Ladies: Good afternoon. How is everyone? I did my WI last night, and I maintained exactly. It's frustrating, since I was so ravenous these last few days. :

: I've been thinking about what Princess and several others have said, and I'm seriously considering rejoining the meetings. I know I said that I didn't need them, and I didn't before. But maybe I do now. I think I need to go back to counting points each day. I think that my mental tracking is getting lax, that there are a few (or a lot on Saturday) extra points getting in, and that's what's causing me to maintain. I looked at my tracker, and I've only lost 7 pounds this year. (Don't hit me, people who have been gaining or maintaining this year. I know that's frustrating as all get out too.) That averages to a little over 1 pound a month. And, I understand slow and steady, but I think that's too bloody slow. And registration is free now, and I think that going to WW meetings, even though I find them inane sometimes (yes, it depends on the leader), may be what I need to get these shuffling feet of mine going a little faster, and keep me counting points (which is where I almost always fall off.) So I'm going to propose to my Mom that she and I both go to WW meetings for 3 months and count points for those 3 months and then reevaluate at the end of the quarter if we want to keep going or not. I'm also considering stopping the Wendie plan -- it's served me well for a long time, but maybe I need a change -- and trying to stay at my allotted points level each day, then using my flex points only for the weekend/socializing (and counting those too!) That's going to be hard, my current total is only 21, but I can sure as **** try. What do you guys think? I'm getting more and more frustrated here. I think it's time to, as I always say, reevaluate and change my strategy.
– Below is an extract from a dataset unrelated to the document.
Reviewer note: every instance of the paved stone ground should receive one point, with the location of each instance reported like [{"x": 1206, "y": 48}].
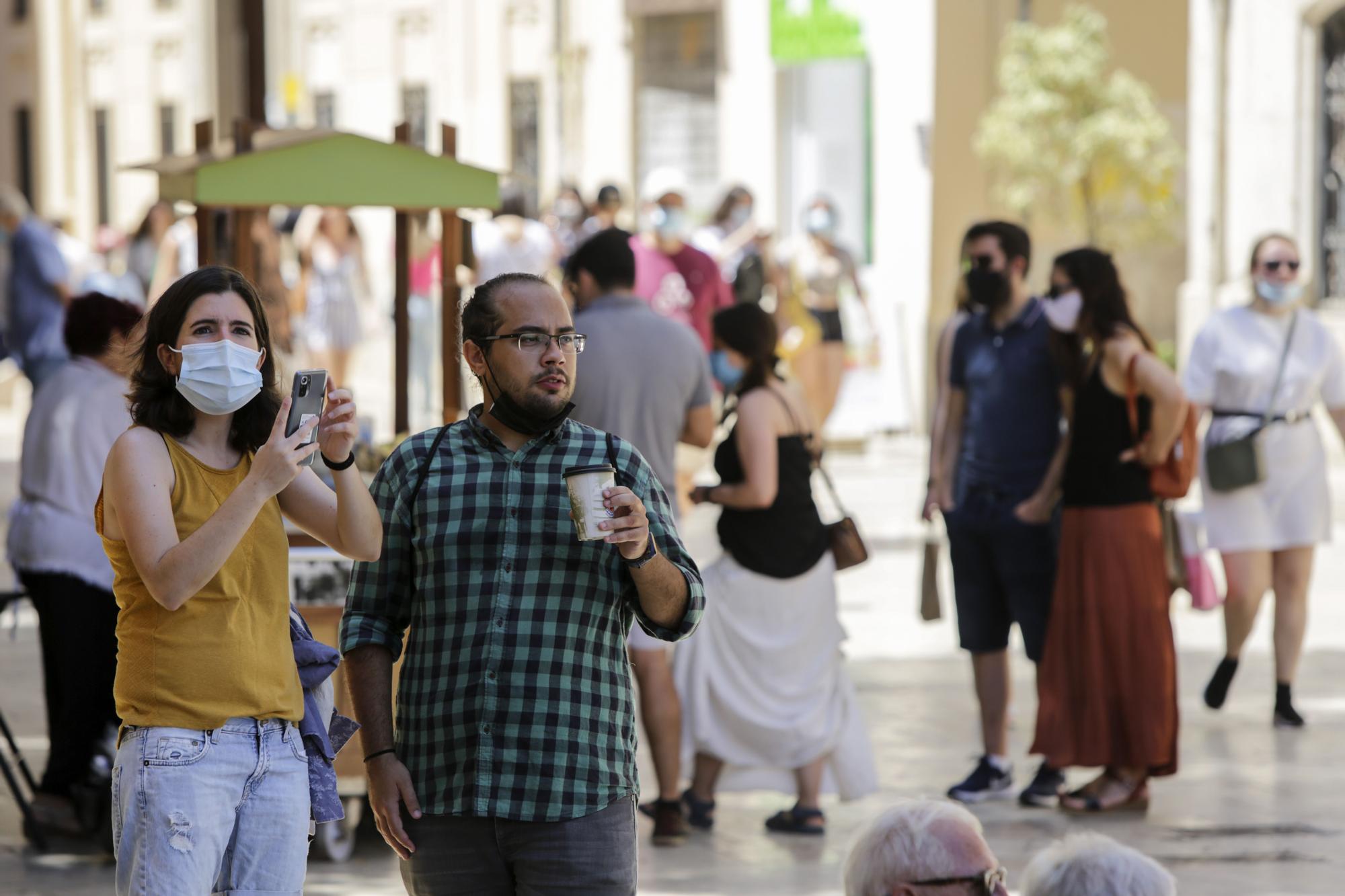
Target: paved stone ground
[{"x": 1253, "y": 810}]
Judy: Oh man, I had a paragraph written to you, and now it's all gone (because genius here hit reload accidentally)! Well, quickly -- Judy, sorry about the gain, but I agree, it is minor in view of your week and the challenges, and you can kick it again. Core vs. Flex is a tough choice, I understand the dilemma. Maintaining any loss is good, and keep up with those baby steps, you'll eventually look up and find that you've walking 50 miles in those baby steps! Re the meeting: thank you for your support. It was very stressful, and I had a big headache afterwards, but it went as well as could be expected, and my manager and another employee thought I handled the irritated customers very well. And I resisted the desire to go for the cocoa/coffee/milk combo (comfort food) that I wanted, which I was proud of.
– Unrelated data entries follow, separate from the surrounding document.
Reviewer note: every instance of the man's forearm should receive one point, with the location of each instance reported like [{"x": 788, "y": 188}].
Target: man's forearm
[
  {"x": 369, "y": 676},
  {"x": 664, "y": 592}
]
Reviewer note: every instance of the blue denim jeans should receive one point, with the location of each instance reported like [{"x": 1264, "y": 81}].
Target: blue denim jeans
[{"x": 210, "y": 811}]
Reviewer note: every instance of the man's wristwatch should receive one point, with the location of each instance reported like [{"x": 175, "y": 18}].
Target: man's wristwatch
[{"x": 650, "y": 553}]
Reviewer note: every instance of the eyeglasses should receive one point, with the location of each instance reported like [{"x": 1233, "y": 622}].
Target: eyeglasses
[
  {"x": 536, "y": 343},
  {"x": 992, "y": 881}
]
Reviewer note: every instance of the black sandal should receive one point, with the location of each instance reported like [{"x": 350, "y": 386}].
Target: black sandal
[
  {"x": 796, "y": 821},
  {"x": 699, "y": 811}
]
Princess: is the $40 monthly pass for in-person meetings (it sounds like it)? Where do you buy that? What e-tools do you get with it? That might be the best deal. I'm not hurting for money, I've been living on basically the same budget that I was when I first moved to Tucson (I based on my budget on my original salary before i got the raises, and didn't change it much when I got the raises, and the new income has gone to either new clothes (a necessity -- nothing from last season ever fits!) and paying off my credit cards (I have one left, less than $800 on it too!) But I try to evaluate each significant expense this way -- do I need it (new clothes that aren't falling off) or do I want it (cable, an iPod, etc.) I try to save the splurges as rewards (i.e. when I get to 60 pounds lost, I'm going to buy an iPod or an MP3-cd car stereo.) So you can see why I was reluctant to do meetings when I was losing weight, even gradually. But lately, I've been getting frustrated, and I'm wondering if maybe I would benefit from it (see my note above.) You may just have talked me into it. <G> Re: Pilates -- sorry you are sore, but it's a good sore, right? I know what you mean. I'm often ravenous when I get home from the gym. If I can't wait, I go for a piece of fruit. I used to go for pretzels and a cheese stick (yumm!) but that's four points.

Good luck on your WI! I'm going home for Memorial Weekend. I am sure that the party and the joy of graduation will make up for the hassle of the overloaded weekend.
Well, back to work. Take care and have a good weekend! I probably won't be able to talk to you guys again until Tuesday -- I'm leaving on a plane to San Diego tomorrow to spend the weekend with my dad.